Os trabalhos continuaram no dia seguinte: era necessário esvaziar continuamente o dóri e retirar o gelo acumulado.
Sem que a tempestade amainasse, chegou a noite com todo o seu breu e Tom vencido pela fome, pela sede, pelo frio e pela fadiga, começou a delirar e estendeu-se no fundo do dóri abrigando-se das rajadas geladas. Pedia encarecidamente a Howard que se não afastasse dele. A morte chamava-o e ele pressentia-o. Um verdadeiro marinheiro ouve a voz surda do Oceano quando este o chama a si.
Tom Welch morreu naquela noite. Ao nascer do sol estava frio e rígido, coberto de uma camada de gelo que a bruma arrastara tal mortalha de bravo derrotado no seu último combate. Tom era agora mais um amante desse Mar, que cedo clama pelos que ama.
Passou um outro dia e uma outra noite. Howard não comia nem bebia. Não dormia. No meio da gélida tempestade escoava o dóri aguardando a todo o momento a vaga que o levaria definitivamente para o Reino dos Mortos nas profundezas insondáveis.


No terceiro dia o mar aquietou-se. Começou então a usar os remos que lhe arrancavam pedaços de carne das mãos, pedaços do tamanho de uma moeda de dólar. Ainda o Sol se não tinha posto no horizonte, avistou a Ocidente um enorme rochedo para onde se dirigiu. Durante a noite tudo fez para não adormecer; seria a sua morte naquelas paragens geladas. O Sol voltou a nascer e depois de ter passado pelo rochedo, pequena ilha gelada e desabitada, ao meio-dia atingiu terra, entrando durante a tarde num pequeno rio onde nas margens encontrou uma cabana desabitada.
Cinco dias sem comer, beber e dormir.
Dormiu na cabana e no dia seguinte remontou a corrente. Mais uma noite, até que no dia seguinte atingiu uma pequena aldeia de pescadores – Little River.

Howard Blackburn a tudo sobreviveu, mas em dois meses, das mãos geladas iria assistir à queda de todos os seus dedos, até mesmo das últimas falanges dos polegares. Como se não bastasse perdia ainda os dedos dos pés e metade do pé direito.

Ficou três meses em Little River, com o acolhimento gracioso de pobres pescadores, acolhimento que só os grandes e humildes homens sabem dar aos seus Irmãos, e chegou a Gloucester no dia 4 de Junho.
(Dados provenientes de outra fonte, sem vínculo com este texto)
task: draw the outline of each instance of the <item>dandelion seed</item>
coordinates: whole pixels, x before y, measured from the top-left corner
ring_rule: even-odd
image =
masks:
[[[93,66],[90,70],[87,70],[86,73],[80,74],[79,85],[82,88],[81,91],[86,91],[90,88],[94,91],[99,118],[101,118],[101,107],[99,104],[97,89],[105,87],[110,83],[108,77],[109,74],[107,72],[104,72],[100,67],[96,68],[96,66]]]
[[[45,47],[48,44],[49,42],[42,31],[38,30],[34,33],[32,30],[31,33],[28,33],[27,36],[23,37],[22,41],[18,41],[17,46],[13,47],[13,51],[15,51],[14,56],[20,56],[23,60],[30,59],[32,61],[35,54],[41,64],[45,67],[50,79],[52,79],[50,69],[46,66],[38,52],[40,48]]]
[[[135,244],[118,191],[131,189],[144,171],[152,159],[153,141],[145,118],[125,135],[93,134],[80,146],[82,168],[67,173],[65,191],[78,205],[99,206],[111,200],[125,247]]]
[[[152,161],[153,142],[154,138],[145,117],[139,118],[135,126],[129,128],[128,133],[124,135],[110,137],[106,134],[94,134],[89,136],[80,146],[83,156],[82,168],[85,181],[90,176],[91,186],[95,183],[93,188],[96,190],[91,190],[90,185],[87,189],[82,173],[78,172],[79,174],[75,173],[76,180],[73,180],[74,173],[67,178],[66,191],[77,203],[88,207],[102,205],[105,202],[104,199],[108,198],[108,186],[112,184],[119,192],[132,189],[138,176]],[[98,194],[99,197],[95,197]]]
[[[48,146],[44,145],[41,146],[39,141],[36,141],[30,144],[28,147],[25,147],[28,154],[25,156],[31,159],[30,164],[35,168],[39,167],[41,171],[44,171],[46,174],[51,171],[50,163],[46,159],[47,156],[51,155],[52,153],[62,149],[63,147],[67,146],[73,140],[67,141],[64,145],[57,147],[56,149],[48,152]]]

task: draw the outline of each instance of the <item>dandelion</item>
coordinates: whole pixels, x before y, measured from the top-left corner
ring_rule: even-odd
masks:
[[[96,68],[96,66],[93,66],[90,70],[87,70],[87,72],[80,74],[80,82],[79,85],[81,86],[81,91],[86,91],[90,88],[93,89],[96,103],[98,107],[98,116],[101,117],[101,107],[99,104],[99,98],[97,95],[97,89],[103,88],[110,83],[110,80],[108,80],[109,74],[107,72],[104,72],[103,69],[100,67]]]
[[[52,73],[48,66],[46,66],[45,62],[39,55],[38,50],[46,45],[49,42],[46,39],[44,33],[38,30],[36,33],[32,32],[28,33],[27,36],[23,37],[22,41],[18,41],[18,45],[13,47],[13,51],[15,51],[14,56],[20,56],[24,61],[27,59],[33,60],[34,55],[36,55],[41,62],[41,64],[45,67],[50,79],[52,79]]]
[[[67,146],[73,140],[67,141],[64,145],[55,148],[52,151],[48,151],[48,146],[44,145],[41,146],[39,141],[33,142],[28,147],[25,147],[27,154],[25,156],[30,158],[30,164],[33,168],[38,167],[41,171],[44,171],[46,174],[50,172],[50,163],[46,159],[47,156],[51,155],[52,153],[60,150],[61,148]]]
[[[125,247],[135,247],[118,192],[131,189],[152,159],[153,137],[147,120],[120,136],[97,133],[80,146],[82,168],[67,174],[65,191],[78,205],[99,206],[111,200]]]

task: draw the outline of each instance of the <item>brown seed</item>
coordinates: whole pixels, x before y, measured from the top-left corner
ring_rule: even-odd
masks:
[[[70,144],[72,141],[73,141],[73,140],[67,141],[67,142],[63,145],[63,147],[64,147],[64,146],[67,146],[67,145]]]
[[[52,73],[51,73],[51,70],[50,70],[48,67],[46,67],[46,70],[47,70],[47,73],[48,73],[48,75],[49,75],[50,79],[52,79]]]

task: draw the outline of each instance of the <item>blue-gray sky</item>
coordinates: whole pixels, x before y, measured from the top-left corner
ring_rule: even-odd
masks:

Aí, os pescadores organizaram uma subscrição a seu favor, que lhe permitiu abrir uma loja de bebidas, onde os marinheiros gastavam as suas horas de lazer, falando dos seus amores carnais e da sua paixão mística: o Mar.
O homem que não mais poderia ser pescador, era agora dono de um bar, onde as palavras eram bebidas como golfadas de mar e as expressões, sonhos de um Oceano de montanhas libertadoras.


Mas o Mar chama aqueles que o amam, já o dissemos; chama-os para a Vida e para a Morte. A alguns como Joshua Slocum chamou-o para sempre e para o seu amplo e amoroso seio.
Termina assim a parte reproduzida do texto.